I have read a wikipedia table into a dataframe:
https://es.wikipedia.org/wiki/Anexo:Municipios_de_la_Comunidad_de_Madrid
import pandas as pd
from unicodedata import normalize
df = pd.read_html('https://es.wikipedia.org/wiki/Anexo:Municipios_de_la_Comunidad_de_Madrid')
madrid = df[0]
madrid['Población(2017)'] = madrid['Población(2017)'].apply(lambda x:normalize('NFKD', x)).str.replace(' ','')
madrid['Población(2017)'] = pd.to_numeric(madrid['Población(2017)'])

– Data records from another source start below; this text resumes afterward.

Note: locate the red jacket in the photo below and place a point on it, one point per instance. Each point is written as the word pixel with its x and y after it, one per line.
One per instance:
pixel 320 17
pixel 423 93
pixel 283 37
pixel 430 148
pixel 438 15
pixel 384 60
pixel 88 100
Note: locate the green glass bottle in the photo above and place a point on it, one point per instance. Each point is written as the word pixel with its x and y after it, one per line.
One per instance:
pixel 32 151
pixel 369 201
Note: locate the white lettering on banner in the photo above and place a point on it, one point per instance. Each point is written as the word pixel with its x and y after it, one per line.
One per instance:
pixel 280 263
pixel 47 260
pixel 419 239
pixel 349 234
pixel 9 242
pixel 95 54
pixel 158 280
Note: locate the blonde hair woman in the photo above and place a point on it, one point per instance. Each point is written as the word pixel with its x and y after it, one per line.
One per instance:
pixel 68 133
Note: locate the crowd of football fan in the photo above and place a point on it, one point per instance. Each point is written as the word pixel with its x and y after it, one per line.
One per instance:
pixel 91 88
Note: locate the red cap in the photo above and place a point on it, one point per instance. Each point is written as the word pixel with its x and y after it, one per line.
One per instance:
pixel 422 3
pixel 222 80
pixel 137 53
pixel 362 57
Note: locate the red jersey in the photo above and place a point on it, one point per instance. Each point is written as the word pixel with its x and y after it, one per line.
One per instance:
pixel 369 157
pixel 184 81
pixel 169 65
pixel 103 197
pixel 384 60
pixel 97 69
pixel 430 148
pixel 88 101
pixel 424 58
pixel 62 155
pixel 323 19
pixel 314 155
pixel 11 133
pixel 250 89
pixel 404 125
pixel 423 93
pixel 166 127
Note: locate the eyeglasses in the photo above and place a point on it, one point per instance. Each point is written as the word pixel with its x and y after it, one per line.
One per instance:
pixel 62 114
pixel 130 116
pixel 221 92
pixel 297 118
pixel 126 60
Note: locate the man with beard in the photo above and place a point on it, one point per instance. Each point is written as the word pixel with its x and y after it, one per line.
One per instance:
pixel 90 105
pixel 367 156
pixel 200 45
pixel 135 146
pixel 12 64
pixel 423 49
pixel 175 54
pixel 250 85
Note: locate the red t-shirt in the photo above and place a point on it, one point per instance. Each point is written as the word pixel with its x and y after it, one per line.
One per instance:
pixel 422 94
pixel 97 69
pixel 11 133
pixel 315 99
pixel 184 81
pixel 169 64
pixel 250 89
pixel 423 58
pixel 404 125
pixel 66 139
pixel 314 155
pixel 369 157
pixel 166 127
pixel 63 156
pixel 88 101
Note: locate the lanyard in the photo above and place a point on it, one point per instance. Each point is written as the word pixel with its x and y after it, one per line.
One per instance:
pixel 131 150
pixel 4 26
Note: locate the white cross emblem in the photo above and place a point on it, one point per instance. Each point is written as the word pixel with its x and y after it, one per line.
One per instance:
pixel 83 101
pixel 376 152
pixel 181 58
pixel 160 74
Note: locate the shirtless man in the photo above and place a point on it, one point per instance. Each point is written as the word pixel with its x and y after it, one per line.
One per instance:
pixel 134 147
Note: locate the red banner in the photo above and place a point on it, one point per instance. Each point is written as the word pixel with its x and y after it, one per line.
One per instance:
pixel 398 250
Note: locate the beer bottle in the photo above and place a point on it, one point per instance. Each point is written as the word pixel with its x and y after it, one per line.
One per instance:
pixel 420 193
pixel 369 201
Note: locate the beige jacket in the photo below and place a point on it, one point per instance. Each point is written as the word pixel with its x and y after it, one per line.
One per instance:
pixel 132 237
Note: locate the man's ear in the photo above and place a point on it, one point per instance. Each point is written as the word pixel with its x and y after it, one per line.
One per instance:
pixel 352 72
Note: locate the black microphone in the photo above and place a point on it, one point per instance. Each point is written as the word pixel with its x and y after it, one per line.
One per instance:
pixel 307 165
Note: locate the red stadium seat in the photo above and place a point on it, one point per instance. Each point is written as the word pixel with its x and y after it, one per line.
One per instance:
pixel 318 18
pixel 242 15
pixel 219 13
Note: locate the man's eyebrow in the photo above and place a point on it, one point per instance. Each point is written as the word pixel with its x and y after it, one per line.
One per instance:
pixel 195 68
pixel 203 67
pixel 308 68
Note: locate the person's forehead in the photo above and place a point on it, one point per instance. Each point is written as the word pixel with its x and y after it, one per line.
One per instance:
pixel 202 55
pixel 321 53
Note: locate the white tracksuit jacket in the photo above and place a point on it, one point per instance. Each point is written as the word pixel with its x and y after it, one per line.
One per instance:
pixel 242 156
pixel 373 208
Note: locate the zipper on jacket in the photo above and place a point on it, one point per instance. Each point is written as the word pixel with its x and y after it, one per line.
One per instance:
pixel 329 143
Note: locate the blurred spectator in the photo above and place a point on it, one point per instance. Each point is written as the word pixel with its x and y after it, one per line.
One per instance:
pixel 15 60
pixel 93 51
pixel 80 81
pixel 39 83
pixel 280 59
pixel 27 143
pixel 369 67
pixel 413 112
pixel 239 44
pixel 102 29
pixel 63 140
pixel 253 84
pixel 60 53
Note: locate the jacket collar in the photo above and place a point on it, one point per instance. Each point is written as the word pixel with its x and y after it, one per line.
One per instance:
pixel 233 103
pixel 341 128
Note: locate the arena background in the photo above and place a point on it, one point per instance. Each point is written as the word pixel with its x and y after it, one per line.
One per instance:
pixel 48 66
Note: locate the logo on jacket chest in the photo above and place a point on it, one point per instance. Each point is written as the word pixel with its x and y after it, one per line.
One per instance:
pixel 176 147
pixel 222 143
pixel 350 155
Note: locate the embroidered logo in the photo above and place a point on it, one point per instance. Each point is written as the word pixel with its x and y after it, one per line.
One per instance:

I had to unicodedata.normalize
because the apparent spaces for formatting numbers such as 206 589 was actually a xa0
character
Now, I want to select from that dataframe a subset of cities whose populations adds a total number as close as possible to a given number. I would like to select which cities' populations, added together, would be just above 2,200,000 habitants
I tried variations of this without result
madrid[madrid['Población(2017)'].sum() > 2178000]
the error message:
KeyError Traceback (most recent call last)
/usr/local/lib/python3.6/dist-packages/pandas/core/indexes/base.py in get_loc(self, key, method, tolerance)
2645 try:
-> 2646 return self._engine.get_loc(key)
2647 except KeyError:
pandas/_libs/index.pyx in pandas._libs.index.IndexEngine.get_loc()
pandas/_libs/index.pyx in pandas._libs.index.IndexEngine.get_loc()
pandas/_libs/hashtable_class_helper.pxi in pandas._libs.hashtable.PyObjectHashTable.get_item()
pandas/_libs/hashtable_class_helper.pxi in pandas._libs.hashtable.PyObjectHashTable.get_item()
KeyError: True
Could somebody figure out a condition that select what I want?
Thanks in advance